Algumas cenas se repetem de forma idêntica em Francisca, como se isso não fosse nada, como se a primeira vez não tivesse sido registrada, como se a segunda fosse a primeira, como se as cenas, instantaneamente voláteis, fossem esquecidas assim que vistas. Se Camilo, José Augusto e Fanny se repentem não é porque lhes falte memória, mas, como diria Charles Péguy, “lhes falta a memória”, prisioneiros do presente da paixão que recusa o passado e o futuro, presente deletério que congela as vítimas no que será o seu destino, incapazes de lembrar ou de prever. A crueldade da repetição se aparenta a uma curiosa operação anatômica que quer fixar aos corpos as profecias, cravar nos rostos o anúncio dos dias tristes, dar uma trajetória funesta a essas vidas.

“Eu quero que uma tristeza negra, a passos lentos, me consuma” ou O que pode uma alma?

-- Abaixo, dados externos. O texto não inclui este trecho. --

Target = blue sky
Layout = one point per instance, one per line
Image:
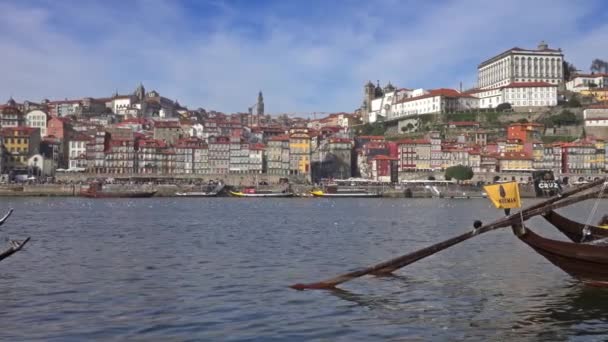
(306, 56)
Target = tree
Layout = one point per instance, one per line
(569, 70)
(377, 128)
(459, 172)
(574, 102)
(599, 65)
(503, 106)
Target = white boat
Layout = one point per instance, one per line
(212, 193)
(196, 194)
(261, 194)
(320, 193)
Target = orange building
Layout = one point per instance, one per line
(524, 131)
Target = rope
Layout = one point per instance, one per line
(586, 230)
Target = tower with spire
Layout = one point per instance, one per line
(140, 92)
(260, 105)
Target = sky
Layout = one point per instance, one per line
(306, 56)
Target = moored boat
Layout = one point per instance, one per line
(96, 190)
(360, 194)
(260, 194)
(211, 193)
(340, 192)
(587, 262)
(14, 247)
(574, 230)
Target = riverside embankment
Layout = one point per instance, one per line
(169, 190)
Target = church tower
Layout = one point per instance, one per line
(140, 92)
(260, 105)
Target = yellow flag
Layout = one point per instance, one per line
(505, 195)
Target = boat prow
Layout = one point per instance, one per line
(15, 246)
(572, 229)
(262, 195)
(587, 262)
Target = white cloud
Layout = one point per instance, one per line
(303, 64)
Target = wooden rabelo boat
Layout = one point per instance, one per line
(96, 190)
(14, 245)
(210, 193)
(335, 191)
(345, 194)
(574, 230)
(251, 192)
(587, 262)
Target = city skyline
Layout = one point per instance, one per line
(218, 55)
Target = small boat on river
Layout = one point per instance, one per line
(96, 190)
(14, 245)
(587, 262)
(252, 192)
(334, 191)
(574, 230)
(211, 193)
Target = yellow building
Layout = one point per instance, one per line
(514, 145)
(600, 94)
(21, 143)
(599, 162)
(299, 151)
(514, 161)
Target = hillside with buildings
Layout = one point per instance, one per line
(523, 115)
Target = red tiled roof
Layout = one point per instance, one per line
(600, 74)
(280, 138)
(371, 137)
(514, 156)
(257, 147)
(464, 123)
(166, 124)
(445, 92)
(598, 106)
(340, 140)
(413, 141)
(81, 137)
(528, 85)
(383, 157)
(152, 143)
(598, 118)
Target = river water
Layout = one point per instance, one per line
(219, 269)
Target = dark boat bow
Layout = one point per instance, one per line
(572, 229)
(587, 262)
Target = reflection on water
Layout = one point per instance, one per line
(218, 269)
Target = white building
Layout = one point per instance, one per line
(77, 151)
(256, 158)
(431, 102)
(518, 94)
(37, 119)
(521, 65)
(123, 104)
(596, 116)
(582, 81)
(197, 130)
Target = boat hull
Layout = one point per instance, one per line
(587, 262)
(118, 194)
(346, 195)
(572, 229)
(195, 194)
(269, 195)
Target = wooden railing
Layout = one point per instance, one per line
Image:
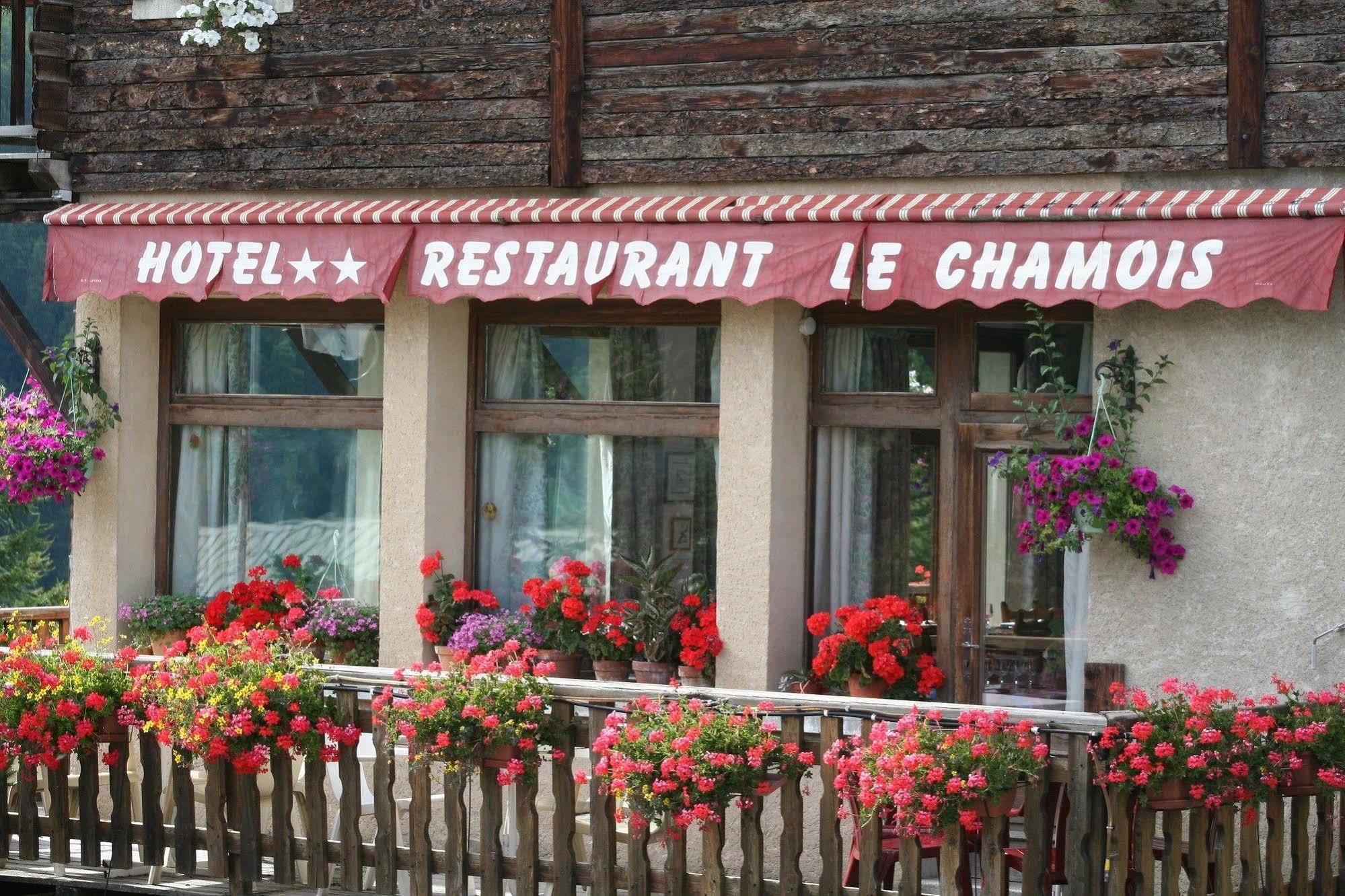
(47, 622)
(374, 824)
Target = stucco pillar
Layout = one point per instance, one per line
(424, 488)
(112, 539)
(763, 492)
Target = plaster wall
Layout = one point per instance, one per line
(425, 396)
(1253, 423)
(763, 492)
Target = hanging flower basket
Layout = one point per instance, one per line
(48, 449)
(1095, 488)
(242, 22)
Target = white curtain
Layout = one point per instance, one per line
(842, 570)
(1075, 586)
(206, 544)
(214, 535)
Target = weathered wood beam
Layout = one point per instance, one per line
(567, 92)
(27, 344)
(1246, 83)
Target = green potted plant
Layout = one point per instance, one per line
(1190, 746)
(560, 607)
(1312, 731)
(659, 587)
(449, 599)
(922, 777)
(157, 622)
(876, 649)
(490, 711)
(344, 633)
(608, 640)
(688, 759)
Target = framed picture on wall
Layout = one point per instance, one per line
(680, 535)
(680, 476)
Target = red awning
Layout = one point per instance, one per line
(1231, 247)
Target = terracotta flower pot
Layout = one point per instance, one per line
(875, 689)
(499, 755)
(647, 673)
(338, 653)
(612, 669)
(1303, 781)
(692, 677)
(163, 641)
(1169, 796)
(1000, 807)
(567, 665)
(110, 731)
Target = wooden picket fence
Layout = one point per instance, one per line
(1066, 833)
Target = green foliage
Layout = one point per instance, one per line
(26, 562)
(658, 586)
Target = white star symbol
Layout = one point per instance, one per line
(349, 268)
(305, 268)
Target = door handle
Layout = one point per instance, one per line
(966, 636)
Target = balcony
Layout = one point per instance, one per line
(369, 823)
(34, 88)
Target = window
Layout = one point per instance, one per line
(907, 408)
(273, 427)
(596, 438)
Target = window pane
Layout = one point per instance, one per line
(280, 360)
(877, 360)
(1036, 613)
(246, 497)
(602, 364)
(873, 515)
(593, 498)
(1005, 361)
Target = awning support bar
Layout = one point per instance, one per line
(27, 344)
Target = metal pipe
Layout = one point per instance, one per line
(1330, 632)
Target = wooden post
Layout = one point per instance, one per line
(217, 855)
(562, 790)
(455, 842)
(118, 786)
(754, 851)
(791, 816)
(493, 854)
(26, 340)
(525, 809)
(151, 805)
(829, 836)
(385, 815)
(712, 859)
(350, 796)
(315, 809)
(17, 61)
(567, 92)
(58, 785)
(638, 862)
(1246, 83)
(184, 823)
(602, 825)
(421, 871)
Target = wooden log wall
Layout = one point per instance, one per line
(487, 94)
(346, 95)
(1305, 76)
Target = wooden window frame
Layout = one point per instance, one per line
(962, 418)
(273, 412)
(647, 419)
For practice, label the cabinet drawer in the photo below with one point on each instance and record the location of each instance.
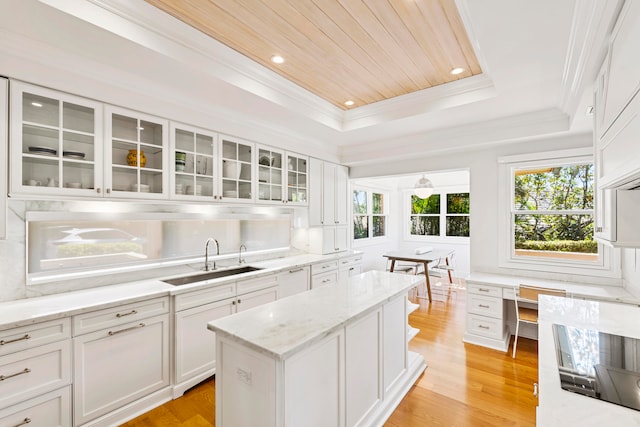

Fanny Owen, em resposta a uma pergunta de José, pronuncia essa frase: “A alma é um vício.” A cena é repetida duas vezes, a primeira vez como sentença – se a alma é um vício, o que vai acontecer... –, a segunda vez como consequência – porque a alma é um vício, a alma de Fanny é viciada. Francisca faz parte desses filmes que, de Sob o signo de capricórnio (Hitchcock) à Amor à morte (Resnais) passando por La Malibran (Guitry), mostram a “tirania da alma”. O que a alma quer? A desapropriação daquele que a abriga. Como? Se a Alma é um vício, é no sentido próprio do termo, “uma imperfeição que torna uma coisa mais ou menos imprópria ao seu destino”, um defeito que, roendo por dentro os mecanismos do amor, conduz à sua perda as moças afligidas por essa deficiência, por esse acidente, por essa má-sorte. Mas, de novo, o que a alma quer? Digno dos contos mortíferos de Edgar Allan Poe, o plano impressionante do coração de Fanny repousando na capela ardente, opondo à dor interrogativa dos amantes o milagre da sua sobrevivência, é talvez uma resposta: exigir sacrificios para renascer infinitamente.

P.S.: as citações-títulos são de Pierre Corneille.

P.P.S.: Francisca será relançado muito em breve nas telas parisienses.

“...Funesto” ou quatre divagations autour de Francisca foi originalmente publicado na revista La Lettre du Cinéma n°5, primavera de 1998. Tradução: Miguel Haoni.